The Black Swans have never been known for their optimism. Something about mournful folk tunes at a snail's pace conveys ultimate despair, even when Jerry DeCicca moans about inner peace and "joyful noise."

The Black Swans have never been known for their optimism. Something about mournful folk tunes at a snail's pace conveys ultimate despair, even when Jerry DeCicca moans about inner peace and "joyful noise."

Noel Sayre's violin playing was always a ray of light peeking through the cracks. So when the band lost Sayre, a founding member and beloved friend, to a heart attack and drowning last summer, I worried the sonic and emotional fallout might render their music irredeemably bleak.

When I encountered the Black Swans last Wednesday night in Clintonville's brightly lit Wholly Craft, darkness had not prevailed. DeCicca led his remaining bandmates - bassist Canaan Faulkner, drummer Keith Hanlon and guitarist Chris Forbes - through a set dominated by major keys, with tempos closer to a summer breeze than a death march. By Black Swans standards, it was sprightly.

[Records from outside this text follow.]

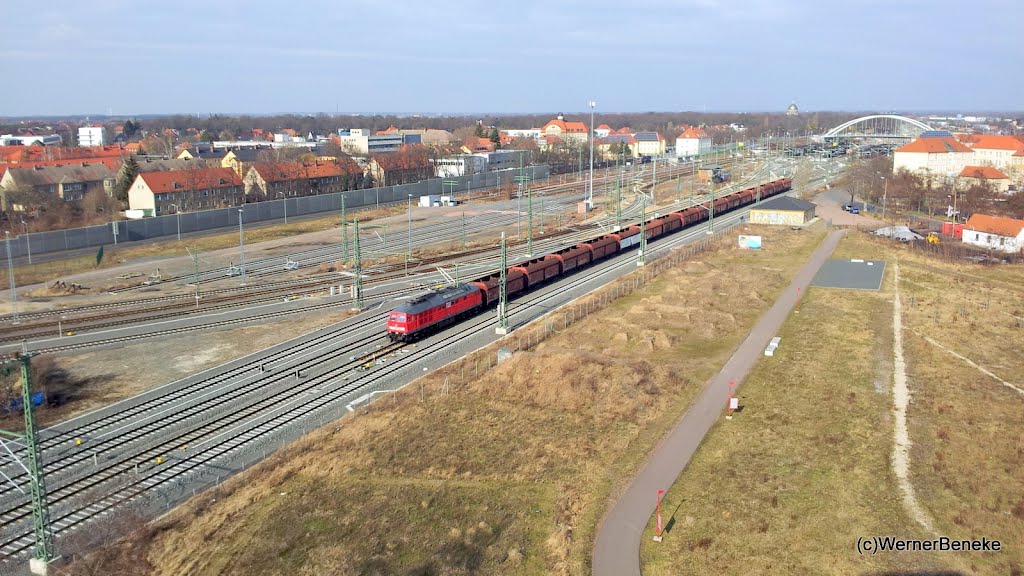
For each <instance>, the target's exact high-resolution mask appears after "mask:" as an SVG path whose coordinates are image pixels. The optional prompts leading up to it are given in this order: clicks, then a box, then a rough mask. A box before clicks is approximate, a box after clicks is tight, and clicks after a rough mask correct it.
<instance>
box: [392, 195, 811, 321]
mask: <svg viewBox="0 0 1024 576" xmlns="http://www.w3.org/2000/svg"><path fill="white" fill-rule="evenodd" d="M792 186H793V182H792V181H791V180H790V178H780V179H777V180H773V181H770V182H768V183H765V184H761V186H760V187H753V188H749V189H746V190H743V191H740V192H734V193H732V194H728V195H726V196H722V197H720V198H716V199H715V214H720V213H724V212H728V211H730V210H734V209H736V208H739V207H741V206H745V205H748V204H751V203H752V202H754V201H755V200H756V199H757V197H758V189H759V188H760V195H761V198H769V197H772V196H775V195H777V194H781V193H783V192H786V191H788V190H790V189H791V188H792ZM707 219H708V209H707V208H706V207H705V206H700V205H697V206H690V207H689V208H686V209H684V210H679V211H676V212H670V213H668V214H666V215H664V216H660V217H657V218H652V219H650V220H647V221H646V222H645V223H644V227H643V230H645V234H646V236H647V240H648V241H649V240H654V239H655V238H660V237H663V236H666V235H668V234H672V233H675V232H678V231H680V230H683V229H685V228H689V227H691V225H694V224H696V223H699V222H702V221H705V220H707ZM640 231H641V227H640V225H639V224H634V225H630V227H627V228H625V229H623V230H621V231H618V232H615V233H612V234H604V235H601V236H598V237H597V238H594V239H591V240H587V241H584V242H581V243H580V244H577V245H574V246H570V247H568V248H563V249H561V250H559V251H557V252H553V253H551V254H548V255H546V256H542V257H539V258H534V259H531V260H528V261H524V262H519V263H516V264H513V265H511V266H509V268H508V270H507V271H506V272H505V287H506V291H507V294H508V296H514V295H516V294H519V293H522V292H526V291H528V290H531V289H534V288H535V287H537V286H539V285H541V284H544V283H546V282H550V281H551V280H552V279H555V278H559V277H562V276H566V275H569V274H572V273H573V272H575V271H578V270H580V269H582V268H586V266H589V265H591V264H592V263H594V262H597V261H599V260H602V259H604V258H607V257H609V256H611V255H613V254H617V253H618V252H622V251H624V250H629V249H630V248H633V247H634V246H637V245H639V244H640ZM500 284H501V274H500V273H495V274H492V275H490V276H485V277H483V278H477V279H476V280H472V281H470V282H466V283H460V284H456V285H455V286H445V287H443V288H439V289H436V290H431V291H429V292H427V293H425V294H421V295H419V296H417V297H415V298H414V299H412V300H410V301H409V302H406V303H403V304H401V305H400V306H398V307H396V308H394V311H392V312H390V313H389V314H388V317H387V333H388V336H389V337H390V338H391V339H392V340H399V341H412V340H416V339H418V338H422V337H423V336H426V335H427V334H430V333H432V332H434V331H436V330H438V329H440V328H443V327H445V326H449V325H452V324H454V323H456V322H458V321H460V320H462V319H464V318H467V317H470V316H473V315H475V314H477V313H479V312H480V311H482V310H484V308H486V307H489V306H494V305H497V304H498V297H499V293H500V291H501V286H500Z"/></svg>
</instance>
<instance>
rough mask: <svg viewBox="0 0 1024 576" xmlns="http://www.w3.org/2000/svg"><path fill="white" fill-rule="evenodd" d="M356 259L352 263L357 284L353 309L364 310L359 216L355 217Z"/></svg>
mask: <svg viewBox="0 0 1024 576" xmlns="http://www.w3.org/2000/svg"><path fill="white" fill-rule="evenodd" d="M354 223H355V238H354V242H355V261H354V262H353V263H352V272H353V273H355V284H354V285H353V294H352V310H354V311H361V310H362V258H361V257H360V255H359V218H355V222H354Z"/></svg>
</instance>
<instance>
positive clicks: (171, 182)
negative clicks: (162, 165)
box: [128, 168, 245, 215]
mask: <svg viewBox="0 0 1024 576" xmlns="http://www.w3.org/2000/svg"><path fill="white" fill-rule="evenodd" d="M244 192H245V191H244V189H243V186H242V177H241V176H239V174H238V172H236V171H234V170H231V169H230V168H197V169H194V170H169V171H166V172H162V171H154V172H141V173H139V175H138V176H136V177H135V181H134V182H132V184H131V188H129V189H128V206H129V208H131V209H132V210H148V211H150V212H151V213H152V214H154V215H160V214H173V213H175V212H190V211H195V210H206V209H209V208H228V207H231V206H239V205H241V204H242V203H243V200H244V196H243V194H244Z"/></svg>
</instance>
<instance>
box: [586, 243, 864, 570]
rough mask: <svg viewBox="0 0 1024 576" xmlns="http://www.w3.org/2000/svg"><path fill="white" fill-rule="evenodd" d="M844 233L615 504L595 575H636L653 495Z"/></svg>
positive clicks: (773, 315)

In the wake of personal tragedy, they have persevered.

"There was never any talk about not continuing," DeCicca explained over the phone, adding, "There was never any talk about getting a new violin player."

Minus Sayre's fiddle, the Black Swans had to adjust their sound. But the band had already begun an intentional transformation, an effort they felt obliged to carry on.

Before he died, Sayre recorded most of his parts for the next Black Swans album, a collection of "agnostic power ballads" called Don't Blame the Stars.

"It's this concept record about being agnostic and placing your faith in music and friendships instead of a higher power," DeCicca explained. "It's kind of about how you walk and why you get out of bed when you don't have something else that you believe in, and you've just got your friends and your records and yourself."

Those ideas, conceived before Sayre's death, take on new resonance in light of the profound loss his bandmates endured. The set at Wholly Craft was full of songs from Stars, including "Blue Bayou," a song DeCicca wrote about Roy Orbison's tune of the same name.

The album, which the band hopes to release in the coming year, is part of a recent flurry of activity. Another full-length record commissioned by the St. Ives label is nearing completion and may come out first. And next month DoneWaiting.com's Sunken Treasure Records is releasing a 7-inch single featuring DeCicca and Sayre's intimate recording of "Country Cookie #3."

The track is a classic Black Swans dirge that sharply contrasts the group's recent direction. These days, Forbes' delicate plucking fills the space where Sayre's fiddle once soared. But despite a brightened outlook as they soldier on, DeCicca senses a less tangible despair in his band's music.

"To me, I hear it. It's the absence of a sound. It's the absence of a friend. And how that plays out, I don't know," DeCicca said. "Nobody in the band's the same person. Because when something like that happens, nobody's going to be the same."